For SOAP services, sgmljs.net SCA constructs service endpoint URLs from service names in deployed composites; in the SOAP example the service name is worldclock, the operation is getLocalTimeForCity, and the SCA runtime uses services/worldclock/getLocalTimeForCity as endpoint URL by default.

Endpoint references specified in the WSDL file as values to a soap:address/@location attribute are checked against these rules, but aren't enforced. The soap:operation/@soapAction WSDL attribute isn't used by sgmljs.net SCA.

In addition, the SOAPAction HTTP header, if it isn't empty, can be used to determine an operation name. The SOAPAction header is parsed as an URL such that the last two path steps are interpreted as service and operation name, respectively. When using SOAPAction in this way, the operation URL path step of the request/endpoint URI can be omitted, ie. only needs to contain the service name as last path step. Note that the use of SOAPAction for service and operation routing is considered legacy practice for SOAP; for sgmljs.net SCA, it is recommended to use WS-Addressing instead.

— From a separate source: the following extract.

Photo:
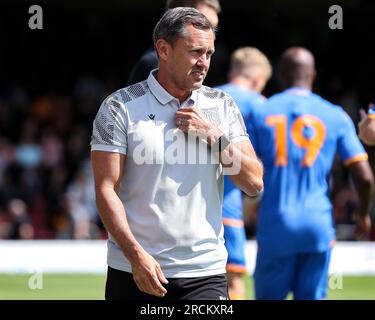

For SOAP 1.1, the SOAPAction HTTP header must be present, but can be specified as the empty string constant '' (two consecutive single quotation marks). For SOAP 1.2, the SOAPAction header isn't required.

For a basic example providing a SOAP service see SOAP example. The example also demonstrates SCA error handling by reporting fault responses.

The example demonstrates a request/response (WSDL in/out) operation; for an operation that doesn't have a service response, the wsdl:output element is omitted in the WSDL.

Service endpoints

Summing up, to determine the service and operation name to route requests to, sgmljs.net SCA attempts to establish a canonical service URI consisting of the URL path step services, followed by a service name as the next URL path step, and optionally, followed by an operation name as URL path step.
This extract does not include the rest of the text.